In Afghanistan, IEDs (Improvised Explosive Device, a roadside, or suicide car bomb) now cause over 70 percent of NATO casualties. It has also been discovered that there was one big difference between the IEDs in Iraq and Afghanistan; the explosives used. In Iraq, there were thousands of tons of munitions and explosives scattered around the country after the 2003 invasion was over. This was the legacy of Saddam Hussein, and the billions he spent on weapons during his three decades in power. The Iraqi terrorists grabbed a lot of these munitions, and used them for a five year bombing campaign.
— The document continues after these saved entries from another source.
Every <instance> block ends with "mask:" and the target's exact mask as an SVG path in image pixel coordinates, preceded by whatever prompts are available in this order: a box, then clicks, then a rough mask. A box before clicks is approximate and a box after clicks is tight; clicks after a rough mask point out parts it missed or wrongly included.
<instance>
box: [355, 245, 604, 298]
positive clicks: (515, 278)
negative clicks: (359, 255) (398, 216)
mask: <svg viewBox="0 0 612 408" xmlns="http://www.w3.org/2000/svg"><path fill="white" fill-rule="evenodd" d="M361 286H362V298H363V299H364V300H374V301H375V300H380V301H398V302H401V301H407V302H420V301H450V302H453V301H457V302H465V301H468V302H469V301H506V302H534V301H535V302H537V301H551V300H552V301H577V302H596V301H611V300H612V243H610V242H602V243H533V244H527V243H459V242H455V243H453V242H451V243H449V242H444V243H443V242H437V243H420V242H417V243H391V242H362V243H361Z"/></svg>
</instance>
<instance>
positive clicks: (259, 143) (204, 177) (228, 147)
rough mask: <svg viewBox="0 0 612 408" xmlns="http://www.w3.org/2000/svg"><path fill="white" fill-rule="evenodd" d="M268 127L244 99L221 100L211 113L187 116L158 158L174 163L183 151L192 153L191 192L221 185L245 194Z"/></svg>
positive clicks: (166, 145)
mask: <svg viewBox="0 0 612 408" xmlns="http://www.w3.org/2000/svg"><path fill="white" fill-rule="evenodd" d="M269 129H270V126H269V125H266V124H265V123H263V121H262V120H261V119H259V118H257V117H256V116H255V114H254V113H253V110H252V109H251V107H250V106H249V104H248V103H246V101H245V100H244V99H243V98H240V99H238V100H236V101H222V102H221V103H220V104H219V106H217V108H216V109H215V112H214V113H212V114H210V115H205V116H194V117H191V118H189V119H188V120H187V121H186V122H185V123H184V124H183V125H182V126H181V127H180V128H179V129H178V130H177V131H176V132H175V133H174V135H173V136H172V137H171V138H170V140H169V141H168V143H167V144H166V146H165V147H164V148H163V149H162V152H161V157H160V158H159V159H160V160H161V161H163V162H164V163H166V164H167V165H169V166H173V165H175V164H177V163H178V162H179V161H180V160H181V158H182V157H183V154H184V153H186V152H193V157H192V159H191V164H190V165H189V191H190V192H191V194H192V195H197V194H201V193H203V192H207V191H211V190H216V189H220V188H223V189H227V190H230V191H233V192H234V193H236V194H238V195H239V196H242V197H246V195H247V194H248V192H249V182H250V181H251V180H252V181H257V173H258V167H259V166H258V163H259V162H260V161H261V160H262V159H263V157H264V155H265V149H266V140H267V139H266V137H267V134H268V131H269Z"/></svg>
With no such abundance of leftover munitions, the Taliban had to fall back on a common local explosive; ammonium nitrate. This is a powdered fertilizer that, when mixed with diesel or fuel oil, can be exploded with a detonator.
I long held that the relatively small insurgency in Iraq was powerful out of proportion to its numbers because it had money and weapons inside Iraq to finance the terror and attacks. We didn't really need to waste troops and resources guarding the border since few weaponry had to enter Iraq to fuel the insurgencies and terror.
Since the Taliban need this imported raw material to build IEDs, we have a reason to control the border as much as possible. Add this to imported gunmen and weapons and you have more reason not to abandon the border and pull back to the cities and villages to defend them.
On the bright side, our casualty rate (and civilian victims of the jihadis) should be much lower in Afghanistan than in Iraq at the height of the fighting.